Ces volumes révèlent un grand humaniste, associé à tous les grands combats de son temps (apartheid, racisme, Biafra, Vietnam, impérialisme ). « Je ne suis pas un révolutionnaire, aimait-il dire, mais un révolté. La nuance est de taille parce que la révolution est passagère, contrairement à la révolte qui est permanente. »

Le combat d’Edouard Maunick concernait aussi la langue. Produit de la francophonie mauricienne, il avait fait du français sa langue d’expression privilégiée, n’oubliant jamais de rappeler qu’il était venu à la langue de Voltaire par le créole, lingua franca de son île natale irrespectivement des classes sociales et des origines des locuteurs. Le français que le défunt poète a pratiqué est nourri des mots et des structures de la pensée créole, sans jamais tomber pour autant dans l’exotisme facile. Si sa poésie était lue, semble-t-il, avec délectation par François Mitterrand et d’autres encore, c’est sans doute parce que le poète avait su restituer dans sa langue empruntée aux anciens colonisateurs la saveur et la pulsion du créole mauricien. « L’oralité créole était à la fois la source et l’horizon » de la poésie de Maunick, a écrit Jean-Louis Joubert, un des principaux spécialistes des lettres mauriciennes.
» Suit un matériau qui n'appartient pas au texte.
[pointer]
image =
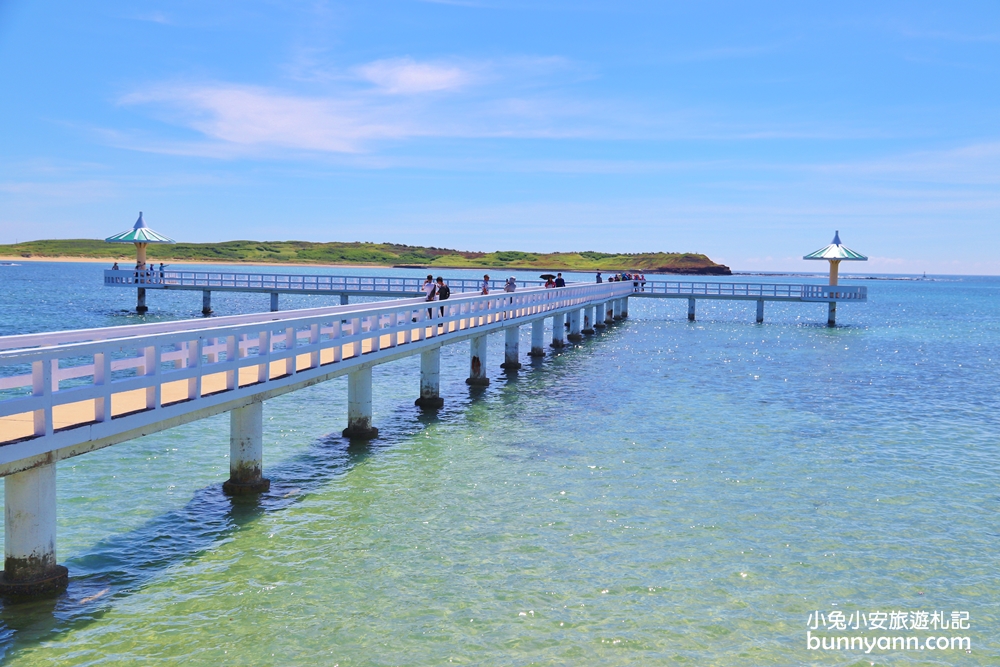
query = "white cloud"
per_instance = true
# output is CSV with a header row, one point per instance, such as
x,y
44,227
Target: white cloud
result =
x,y
406,76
On ne peut conclure cet hommage au poète disparu sans rappeler que Maunick n’était pas seulement poète. Il fut aussi fonctionnaire international à l’Unesco (1982-1993), journaliste de radio et à la presse écrite, notamment à Jeune Afrique où il fut rédacteur en chef entre 1994 et 1995, ambassadeur de son pays en Afrique du Sud où il avait présenté ses lettres de créance à Nelson Mandela en personne, sans doute l’homme politique qu’il admirait le plus. Le président sud-africain qui connaissait ce nouvel ambassadeur mauricien de réputation, lui aurait demandé de s’installer dans son pays et de faire de l’Afrique du Sud son « lieu de création ». Ce que le poète fera en élisant demeure à Pretoria pendant plus de 12 ans, avant de rentrer à Paris en 2009.

Edouard Maunick voulait mourir à l’île Maurice car, comme le dit un proverbe de chez lui, « Lai mon dan la lamp » (la phalène meurt toujours dans la lumière de la lampe). Or la phalène Maunick n’aura pas eu le temps de retrouver les lumières de son île natale.

S’il fallait lire un seul livre d’Edouard Maunick, choisissez son Anthologie personnelle (Actes Sud, 1989), volume dans lequel le poète a réuni ses œuvres les plus marquantes.